I’m making a batch predict function with a model I trained. The issue is that after creating inputs with the tokenizer, moving the inputs to cuda takes an extremely long time. About 95% of the prediction function time is spent on this, and 2.5% on the actual prediction, so I feel like I must be doing something wrong. Here is the function:
class Predictor:
def __init__(self, model_name, batch_size, max_input_length, binary_threshold):
self.batch_size = batch_size
self.max_input_length = max_input_length
self.model = AutoModelForSequenceClassification.from_pretrained(model_name).to(device)
self.tokenizer = AutoTokenizer.from_pretrained(model_name)
self.binary_threshold = binary_threshold
def predict(self, csv_file_path):
start_time=datetime.datetime.now()
print(os.path.basename(csv_file_path))
df = pd.read_csv(csv_file_path)
print(len(df))
dataset = Dataset.from_pandas(df)
num_batches = math.ceil(len(dataset)/self.batch_size)
my_pb = widgets.IntProgress(
value=0,
min=0,
max=num_batches,
description='Loading:',
bar_style= 'success',
style={'bar_color': 'green'},
orientation='horizontal'
)
display(my_pb)
# Do the predictions, one batch at a time
df['yes_probability'] = pd.Series(dtype='float')
for batch in range(num_batches):
# Tokenize the entire dataset
input_df = df.loc[self.batch_size*batch:self.batch_size*(batch+1)-1, 'body'].tolist()
inputs = self.tokenizer(input_df, return_tensors="pt", truncation=True, padding=True, max_length=self.max_input_length)
inputs = inputs.to('cuda')
# Make predictions
with torch.no_grad():
logits = self.model(**inputs).logits
# Get YES probabilities and add to original dataframe
yes_probabilities = logits.softmax(dim=1)[:,1].to('cpu', non_blocking=True).tolist()
df.loc[self.batch_size*batch:self.batch_size*(batch+1)-1, 'yes_probability'] = yes_probabilities
# Update progress bar
my_pb.value = batch + 1
output_df = df[df['yes_probability'] > self.binary_threshold]
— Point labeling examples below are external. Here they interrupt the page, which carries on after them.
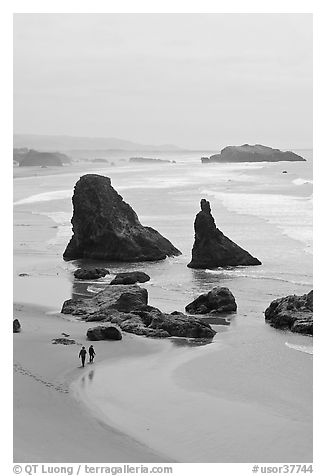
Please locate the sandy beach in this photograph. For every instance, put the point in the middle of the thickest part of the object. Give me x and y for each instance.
(50, 425)
(245, 397)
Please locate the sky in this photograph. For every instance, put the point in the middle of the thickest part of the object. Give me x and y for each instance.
(199, 81)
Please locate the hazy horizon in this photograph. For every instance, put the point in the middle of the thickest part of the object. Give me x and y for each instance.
(197, 81)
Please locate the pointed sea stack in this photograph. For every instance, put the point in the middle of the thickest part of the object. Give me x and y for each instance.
(212, 249)
(107, 228)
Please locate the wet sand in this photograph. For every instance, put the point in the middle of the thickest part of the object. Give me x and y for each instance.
(246, 397)
(50, 425)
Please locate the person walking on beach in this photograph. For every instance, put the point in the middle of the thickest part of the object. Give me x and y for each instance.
(91, 352)
(82, 355)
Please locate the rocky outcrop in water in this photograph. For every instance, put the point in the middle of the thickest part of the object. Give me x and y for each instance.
(118, 298)
(104, 333)
(292, 312)
(212, 248)
(107, 228)
(93, 273)
(16, 325)
(127, 306)
(63, 341)
(132, 277)
(218, 300)
(252, 153)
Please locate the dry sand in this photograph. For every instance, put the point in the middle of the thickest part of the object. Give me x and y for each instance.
(50, 425)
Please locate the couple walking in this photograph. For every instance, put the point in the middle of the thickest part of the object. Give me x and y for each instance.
(83, 353)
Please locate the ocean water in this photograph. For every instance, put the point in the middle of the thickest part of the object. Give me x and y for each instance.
(264, 210)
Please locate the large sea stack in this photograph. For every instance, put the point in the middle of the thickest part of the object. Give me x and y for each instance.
(252, 153)
(212, 249)
(107, 228)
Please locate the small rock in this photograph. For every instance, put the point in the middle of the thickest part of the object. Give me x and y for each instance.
(63, 341)
(104, 333)
(94, 273)
(132, 277)
(219, 299)
(292, 312)
(16, 325)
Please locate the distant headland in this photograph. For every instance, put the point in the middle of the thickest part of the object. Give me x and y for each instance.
(252, 153)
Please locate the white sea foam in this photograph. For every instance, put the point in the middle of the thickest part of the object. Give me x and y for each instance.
(64, 229)
(45, 197)
(293, 215)
(243, 272)
(307, 349)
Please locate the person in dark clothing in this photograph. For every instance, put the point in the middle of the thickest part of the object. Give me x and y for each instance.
(82, 355)
(91, 352)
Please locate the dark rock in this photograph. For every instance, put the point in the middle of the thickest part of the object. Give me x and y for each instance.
(64, 341)
(107, 228)
(104, 333)
(16, 325)
(130, 278)
(292, 312)
(253, 153)
(130, 311)
(94, 273)
(180, 325)
(212, 248)
(112, 298)
(217, 300)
end_time = datetime.datetime.now()
total_time = (end_time - start_time).total_seconds()
time_per_item = round(total_time / (self.batch_size * num_batches), 4)
print(f"{total_time} total seconds ({time_per_item} seconds per item)")
print(f"{len(output_df)}/{len(df)} predicted as YES ({round(100*len(output_df)/len(df), 2)}%)")
print()
print()
output_filename = os.path.basename(csv_file_path).split(os.extsep)[0] + ".csv"
output_df.to_csv(f"/datasets/s3/simple_classifier_outputs/{output_filename}")
The line inputs = inputs.to('cuda')
is what takes up 95% of the time, based on the library line_profiler
.